With the cost of medical care in the United States continuing to climb, it is quite possible that unexpected complications of a premature delivery or other condition can more than double your projected surrogacy costs. NICU costs in the United States can run $5,000 USD per day, and a stay of several weeks is typical if a baby is born a few weeks early.
These high costs are why Intended Parents are required by law to provide health insurance of their surrogate in the United States. It is NOT the case that the surrogate’s own health insurance will provide coverage. Most insurance policies will not cover costs of a pregnancy resulting from a surrogate agreement. Technically, if an insurance policy does not specifically deny coverage in surrogacy cases then it must legally cover those pregnancies — but more and more insurers are explicitly denying this type of coverage.
Fortunately policies are still available that will cover surrogacy pregnancies. These policies typically cost $400 to $500 per month depending on the terms (co-payments and deductibles will heavily influence the policy premiums). Special IVF or ART related insurance is also possible through providers such as NewLife Insurance — but these unique polices are typically exorbitantly expensive.
Insurance for the Newborn
Insurance policies are also available to cove the newborn, although the intended parents’ own insurance typically has provisions for adding new family members for a reasonable cost. All intended Parents should check their own insurance policy (of the national medical plan in their home country) to see how a newborn can be added at a low cost.
The newborn should be added in the third trimester, well before the expected delivery date (to cover a premature birth or any complications that happen at the time of the birth). If insurance is not available before the baby is born, then some supplemental insurance may need to be purchased to bridge the gap between the time of the delivery and the time that the insurance coverage takes effect.
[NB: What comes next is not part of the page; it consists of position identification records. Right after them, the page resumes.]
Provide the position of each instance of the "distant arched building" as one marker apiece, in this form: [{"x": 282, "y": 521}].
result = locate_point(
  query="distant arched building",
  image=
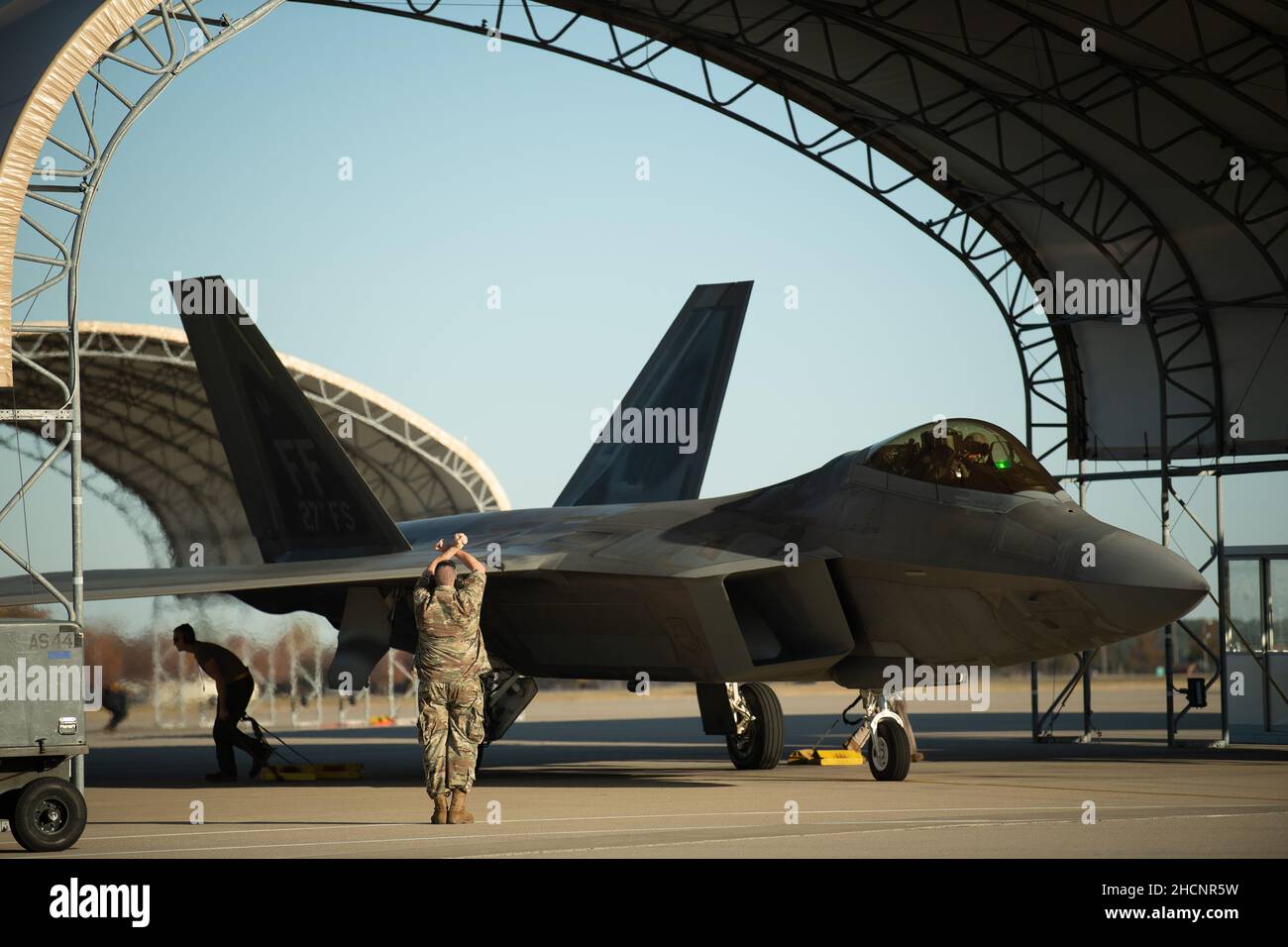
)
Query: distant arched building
[{"x": 150, "y": 429}]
What Surrogacy Procedures are Covered Under Health Insurance?
Currently only 15 states have laws requiring insurance companies to cover infertility treatment — even though about 12 percent of U.S. women of childbearing age have received medical treatment for infertility. Of these states most do not include a basic IVF procedures in their required coverage. No state will require surrogacy procedures to be covered, and only a few insurers will do this voluntarily.
Here is what is and is not generally covered by insurance:
- Typically, insurance companies will not cover the cost of an egg or embryo transfer to a surrogate.
- Rarely do insurance companies cover in vitro fertilization procedures.
- Some private health insurance companies WILL cover the cost of artificial insemination IF the surrogate is using a combination of her own eggs with the genetic father’s sperm.
- Certain insurance companies include a specific clause in their plans that excludes medical coverage for surrogate pregnancies. However, if an insurance company does not specifically state that this type of pregnancy will not be covered, they must by law cover the costs that they normally would if it were a traditional pregnancy.
- In most cases, when dealing with a surrogate pregnancy, the parents of the child will cover the costs not taken care of by insurance.
- It is common for many health insurance companies to cover the cost of the pregnancy, but covering the fertility treatments will be the responsibility of the surrogate or the donor.
- In the case of a surrogacy pregnancy, some health insurance companies will give you the option of adding a temporary policy to your plan to cover the costs of the surrogate, the fertility treatments, as well as the labor and delivery.